まとめ:原作なしだから怖い『マイ・フィクション』あらすじ・最終回
改めて、この記事でお伝えしたことを整理します。
- 第1話は「妻・同僚・職場すべてから存在を消された伊川が、なりすまし男・多田義孝を目撃し、由梨の夫の遺影が自分と瓜二つだった」という展開
- 原作漫画・小説・韓国ドラマリメイクは存在せず、山岡潤平による完全オリジナル脚本
- 脚本家・山岡潤平は「人物の球体的造形」と「現代社会への問い」を得意とするキャリアを持つ
- 最終回の結末予想は「記憶植え付け説」「組織犯行説」「妻の意図的黙認説」の3説が有力
- タイトルの意味は最終回でガラッと変わる可能性がある
玉森裕太さんはこの作品の台本を読んで思わず「なんだこれは!?」と言ったと公式インタビューで語っています。
その感覚は、第1話を見た視聴者の多くが共有している感覚だと思います。原作がないということは、毎話放送後に全員が同じ立場で考察できるということです。
「正解を最初に知っているのは、脚本家の山岡さんだけ。」
この記事も各話放送後に随時更新していきます。
※本記事の最終回予想・考察はすべて公式発表済み情報と第1話放送内容をもとにした筆者の独自見解です。実際の放送内容と異なる場合があります。最終回放送後に確定版へ更新予定です。
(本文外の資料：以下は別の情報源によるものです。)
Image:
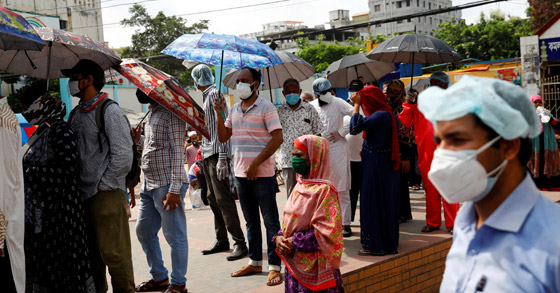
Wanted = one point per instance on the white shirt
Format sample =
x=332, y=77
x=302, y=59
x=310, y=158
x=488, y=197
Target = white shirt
x=11, y=190
x=331, y=116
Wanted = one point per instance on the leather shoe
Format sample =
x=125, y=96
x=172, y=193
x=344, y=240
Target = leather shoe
x=217, y=247
x=239, y=251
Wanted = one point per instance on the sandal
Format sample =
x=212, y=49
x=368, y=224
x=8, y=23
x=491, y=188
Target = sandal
x=429, y=228
x=247, y=270
x=152, y=285
x=274, y=275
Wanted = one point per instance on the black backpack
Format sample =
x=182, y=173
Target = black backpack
x=133, y=176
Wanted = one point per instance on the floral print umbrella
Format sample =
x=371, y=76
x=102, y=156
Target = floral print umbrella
x=63, y=50
x=166, y=90
x=225, y=50
x=16, y=33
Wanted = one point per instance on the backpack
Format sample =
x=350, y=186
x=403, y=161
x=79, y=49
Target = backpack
x=133, y=176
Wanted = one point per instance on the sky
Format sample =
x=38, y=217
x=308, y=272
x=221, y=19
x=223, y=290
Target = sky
x=225, y=20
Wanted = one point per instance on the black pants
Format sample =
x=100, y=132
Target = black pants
x=355, y=185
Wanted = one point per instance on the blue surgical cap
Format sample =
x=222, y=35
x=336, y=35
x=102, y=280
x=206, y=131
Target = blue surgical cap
x=501, y=105
x=202, y=75
x=441, y=76
x=321, y=85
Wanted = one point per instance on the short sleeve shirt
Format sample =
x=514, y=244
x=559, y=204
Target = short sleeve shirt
x=250, y=135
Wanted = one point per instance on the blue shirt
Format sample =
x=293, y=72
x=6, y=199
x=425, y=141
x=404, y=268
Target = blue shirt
x=517, y=249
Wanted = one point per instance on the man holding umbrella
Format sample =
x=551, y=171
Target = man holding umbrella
x=216, y=157
x=424, y=133
x=256, y=133
x=105, y=159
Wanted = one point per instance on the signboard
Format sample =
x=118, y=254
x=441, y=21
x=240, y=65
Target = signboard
x=550, y=49
x=39, y=20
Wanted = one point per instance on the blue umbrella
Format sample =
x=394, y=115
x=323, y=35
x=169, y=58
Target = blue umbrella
x=223, y=50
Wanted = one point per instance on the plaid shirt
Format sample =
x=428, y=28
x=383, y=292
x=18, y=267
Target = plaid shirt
x=163, y=156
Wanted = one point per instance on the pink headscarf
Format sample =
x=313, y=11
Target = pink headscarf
x=536, y=98
x=313, y=205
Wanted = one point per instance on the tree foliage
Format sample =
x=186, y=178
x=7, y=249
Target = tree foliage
x=153, y=34
x=542, y=11
x=493, y=38
x=322, y=54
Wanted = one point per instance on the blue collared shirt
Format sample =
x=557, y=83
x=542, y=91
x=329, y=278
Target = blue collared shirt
x=517, y=249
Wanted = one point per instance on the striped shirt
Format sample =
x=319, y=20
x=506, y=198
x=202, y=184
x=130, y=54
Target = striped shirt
x=213, y=146
x=250, y=135
x=163, y=157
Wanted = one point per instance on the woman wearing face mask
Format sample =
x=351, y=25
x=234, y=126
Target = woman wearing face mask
x=55, y=231
x=379, y=200
x=311, y=224
x=545, y=161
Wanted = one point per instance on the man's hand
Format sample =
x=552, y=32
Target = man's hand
x=355, y=97
x=333, y=136
x=171, y=201
x=136, y=133
x=252, y=171
x=405, y=166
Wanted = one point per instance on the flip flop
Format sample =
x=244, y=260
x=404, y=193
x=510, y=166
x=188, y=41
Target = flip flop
x=274, y=275
x=247, y=270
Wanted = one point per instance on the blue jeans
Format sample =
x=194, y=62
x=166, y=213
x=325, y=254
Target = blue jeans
x=260, y=193
x=151, y=218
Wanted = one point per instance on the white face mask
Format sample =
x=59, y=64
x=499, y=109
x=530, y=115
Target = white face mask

映画『ドント・ウォーリー・ダーリン』や小説『1984年』でも繰り返し使われてきたモチーフがあります。「完璧に管理された平和な街」という設定です。
人間が恐怖を感じるのは、暴力からだけではありません。「自分の意思の外で最適化された世界」に気づいた瞬間の、あの奇妙な冷たさからも恐怖は生まれます。森沼ネクスタウンが怖いのも、きっとそれと同じ理由だと思います。